In a year I will probably have more Frogs than Josh's Frogs. LOL.

Room taken up by a million deli cups, Buying all these Deli Cups, feeding individual cups, all the water changes.

This idea is a dream come true for me but everyone said no so why do you guys do it?

You are Frog Rebels that must be very frowned upon buy the traditionalist froggers. LOL.


----------



## Rusty_Shackleford (Sep 2, 2010)

that Frog Guy said:


> Huh?
> 
> I mentioned this idea before and was told that it was a definate No No.
> 
> ...





Dane said:


> A lot of Ranitomeya seem to be a little more cannibalistic than some of the larger frogs, but if you have enough tads, and you aren't worried about a few potential losses, I would go for it. More water volume (and lateral space) means less interaction between tadpoles. If these are potential froglets that you can't gamble with, then raise them individually in the biggest cups possible.

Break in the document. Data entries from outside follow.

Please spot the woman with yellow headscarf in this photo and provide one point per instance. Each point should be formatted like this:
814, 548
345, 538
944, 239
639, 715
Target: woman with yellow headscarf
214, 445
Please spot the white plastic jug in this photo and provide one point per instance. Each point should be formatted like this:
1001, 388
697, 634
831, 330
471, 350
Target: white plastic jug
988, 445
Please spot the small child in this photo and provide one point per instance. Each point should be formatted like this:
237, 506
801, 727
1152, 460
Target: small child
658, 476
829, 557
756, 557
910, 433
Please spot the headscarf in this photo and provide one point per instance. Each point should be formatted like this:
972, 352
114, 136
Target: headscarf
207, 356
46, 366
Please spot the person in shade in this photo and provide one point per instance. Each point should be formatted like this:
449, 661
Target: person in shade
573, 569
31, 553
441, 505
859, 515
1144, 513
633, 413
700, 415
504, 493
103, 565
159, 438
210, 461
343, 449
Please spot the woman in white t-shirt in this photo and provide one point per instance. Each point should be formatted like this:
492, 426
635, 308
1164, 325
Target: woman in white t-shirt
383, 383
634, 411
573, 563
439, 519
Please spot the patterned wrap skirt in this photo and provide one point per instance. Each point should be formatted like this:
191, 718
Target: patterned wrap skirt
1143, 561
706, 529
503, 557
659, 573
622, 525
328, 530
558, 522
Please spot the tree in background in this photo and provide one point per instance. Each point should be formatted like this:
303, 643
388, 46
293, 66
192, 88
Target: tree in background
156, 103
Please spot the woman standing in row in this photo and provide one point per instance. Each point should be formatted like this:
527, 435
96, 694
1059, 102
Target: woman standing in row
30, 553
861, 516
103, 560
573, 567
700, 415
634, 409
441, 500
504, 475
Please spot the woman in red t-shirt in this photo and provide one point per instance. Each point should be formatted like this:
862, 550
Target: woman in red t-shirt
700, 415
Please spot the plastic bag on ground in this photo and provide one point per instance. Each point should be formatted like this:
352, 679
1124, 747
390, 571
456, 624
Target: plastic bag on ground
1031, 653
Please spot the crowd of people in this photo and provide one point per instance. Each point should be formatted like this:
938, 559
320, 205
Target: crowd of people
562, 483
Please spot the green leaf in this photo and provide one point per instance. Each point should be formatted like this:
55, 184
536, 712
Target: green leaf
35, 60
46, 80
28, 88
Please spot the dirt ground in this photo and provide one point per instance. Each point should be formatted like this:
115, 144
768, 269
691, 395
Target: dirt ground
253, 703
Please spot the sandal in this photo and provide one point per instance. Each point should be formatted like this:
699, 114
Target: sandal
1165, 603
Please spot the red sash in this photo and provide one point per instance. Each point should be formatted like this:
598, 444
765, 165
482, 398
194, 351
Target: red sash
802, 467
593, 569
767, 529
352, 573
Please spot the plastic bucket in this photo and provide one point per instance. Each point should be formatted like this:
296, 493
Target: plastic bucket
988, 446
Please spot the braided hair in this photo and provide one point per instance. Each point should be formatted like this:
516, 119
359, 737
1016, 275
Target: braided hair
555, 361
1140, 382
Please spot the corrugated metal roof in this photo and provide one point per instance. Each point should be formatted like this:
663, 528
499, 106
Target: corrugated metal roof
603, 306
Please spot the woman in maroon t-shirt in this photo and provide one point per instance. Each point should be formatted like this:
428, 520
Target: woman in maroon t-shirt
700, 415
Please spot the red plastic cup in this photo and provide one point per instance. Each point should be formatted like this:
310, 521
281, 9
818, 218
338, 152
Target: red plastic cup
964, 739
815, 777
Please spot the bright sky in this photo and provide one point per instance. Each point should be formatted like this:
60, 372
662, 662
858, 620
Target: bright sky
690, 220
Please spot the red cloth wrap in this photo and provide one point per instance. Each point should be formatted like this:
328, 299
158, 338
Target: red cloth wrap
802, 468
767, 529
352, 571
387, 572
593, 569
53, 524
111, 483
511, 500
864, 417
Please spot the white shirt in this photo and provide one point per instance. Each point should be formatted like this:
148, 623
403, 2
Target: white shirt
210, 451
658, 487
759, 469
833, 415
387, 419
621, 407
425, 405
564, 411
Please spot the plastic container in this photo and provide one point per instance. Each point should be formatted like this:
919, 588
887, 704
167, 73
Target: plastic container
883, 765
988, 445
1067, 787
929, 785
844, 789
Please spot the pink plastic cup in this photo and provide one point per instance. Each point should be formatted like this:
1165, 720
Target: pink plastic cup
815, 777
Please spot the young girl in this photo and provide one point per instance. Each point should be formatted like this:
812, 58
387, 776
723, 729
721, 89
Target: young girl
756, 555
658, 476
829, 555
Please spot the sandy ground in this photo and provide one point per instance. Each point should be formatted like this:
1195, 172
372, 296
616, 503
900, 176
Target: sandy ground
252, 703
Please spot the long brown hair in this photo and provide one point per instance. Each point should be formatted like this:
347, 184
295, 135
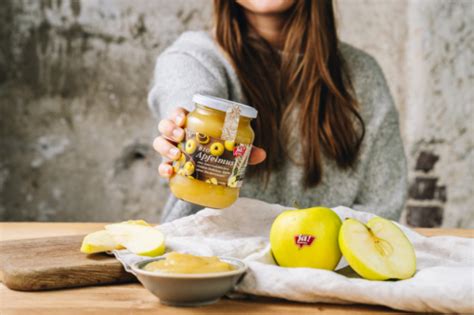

There's part of your answer right there. Be prepared for losses. If you put 10 tads in that communal 10 gal. tank, be prepared for 5 or 6 to come out. I'm using 20 gallon tanks, with tads that are not cannibalistic unlike the vents you want to raise communally. It can be done, but considerations have to be given to space, water volume, food, filtration, plants, etc.


----------



## Ghost vivs (Sep 26, 2010)

It is a big time saver. A little planing and setup and there is no problems. 











Running to an expo at the moment but when I get back I will explain my setup.


Casper


----------



## Rusty_Shackleford (Sep 2, 2010)

volsgirl said:


> Love that set-up, Jon!
> I have a spare 10 gallon I'm going to set up for my P. Terribilis tads. So, it's ok if you mix different clutches together? Somehow I got it in my head to keep clutches separated, but clutch mates can be raised together . Also, does the age of the tads raised communally matter? in other words, can like newly hatched tads be placed in with tads almost ready to morph?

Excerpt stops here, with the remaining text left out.